Whenever a patient's vitals are taken with a connected device or if they miss a medical dosage, a real-time alert is sent to eCareCoordinator, where live team members can see a patient's stats, interact with the patient, and even consult other team members on a course of action. “We've implement a smart algorithm that allows the patient with the highest acuity to come up first,” Tas said. Tas said that both these products are in the final stages of compliance testing and coming to U.S market later this summer.
The day will soon approach when the majority, if not all, of your medical devices, particularly in the home care setting and for chronic conditions, will be connected. While industry anticipates FDA guidance on interoperability
this deal between Philips and salesforce looks like a strong push toward integrating your healthcare into the Internet of Things and making it a part of your personal data ecosystem.
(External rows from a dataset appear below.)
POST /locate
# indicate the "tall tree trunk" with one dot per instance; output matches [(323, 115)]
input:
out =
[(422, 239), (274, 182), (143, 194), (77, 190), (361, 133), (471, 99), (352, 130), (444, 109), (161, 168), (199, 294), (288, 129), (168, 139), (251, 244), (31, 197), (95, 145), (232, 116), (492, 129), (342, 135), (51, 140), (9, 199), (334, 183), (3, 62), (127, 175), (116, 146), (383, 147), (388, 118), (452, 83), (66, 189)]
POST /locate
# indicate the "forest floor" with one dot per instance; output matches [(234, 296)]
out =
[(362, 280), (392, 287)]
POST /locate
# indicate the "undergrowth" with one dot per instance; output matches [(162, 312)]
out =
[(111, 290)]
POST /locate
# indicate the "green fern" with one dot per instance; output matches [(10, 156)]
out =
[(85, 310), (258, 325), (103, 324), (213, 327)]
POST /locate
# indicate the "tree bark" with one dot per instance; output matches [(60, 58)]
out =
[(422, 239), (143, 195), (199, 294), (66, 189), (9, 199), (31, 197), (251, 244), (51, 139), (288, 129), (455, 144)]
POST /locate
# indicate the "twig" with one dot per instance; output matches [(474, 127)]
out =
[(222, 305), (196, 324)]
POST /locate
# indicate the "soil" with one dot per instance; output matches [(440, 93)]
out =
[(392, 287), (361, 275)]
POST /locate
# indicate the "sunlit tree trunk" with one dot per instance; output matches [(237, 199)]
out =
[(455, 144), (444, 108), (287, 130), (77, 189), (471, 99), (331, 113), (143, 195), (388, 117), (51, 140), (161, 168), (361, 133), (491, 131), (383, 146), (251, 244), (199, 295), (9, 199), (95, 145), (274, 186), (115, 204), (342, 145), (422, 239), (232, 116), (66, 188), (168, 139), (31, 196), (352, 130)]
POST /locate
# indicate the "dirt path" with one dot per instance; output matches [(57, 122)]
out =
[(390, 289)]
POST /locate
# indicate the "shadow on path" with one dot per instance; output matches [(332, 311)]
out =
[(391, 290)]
Philips and salesforce have already opened up the API for their new platform for developers. Time will tell whether this will be the truly open integrated system that patient-consumers are demanding. In today's battle of brands – most recently seen with new developments from Apple and Google–there is an understanding among companies that the platform that can attract the most talented and exciting developers will also be the one that attracts the most consumers. Google announced some big hardware partnerships and Apple has gone as far as to create a whole new programming language, Swift
, to attract developers.
An alliance between Philips, a dominate healthcare technology company and salesforce, a dominate cloud-based technology company should turn developer heads in the medtech space. Both companies say however that they've garnered a strong degree of interest not only from healthcare providers and patients themselves (as evidenced by Philips's strong presence in the patient monitoring space) but also from insurance providers. van Houten stated that moving toward a more efficient, cloud-based model of healthcare delivery “ does mean that some money flows will shift” but added that “we believe we know from insurance companies that they are very keen and interested to shift toward these new care delivery methods.”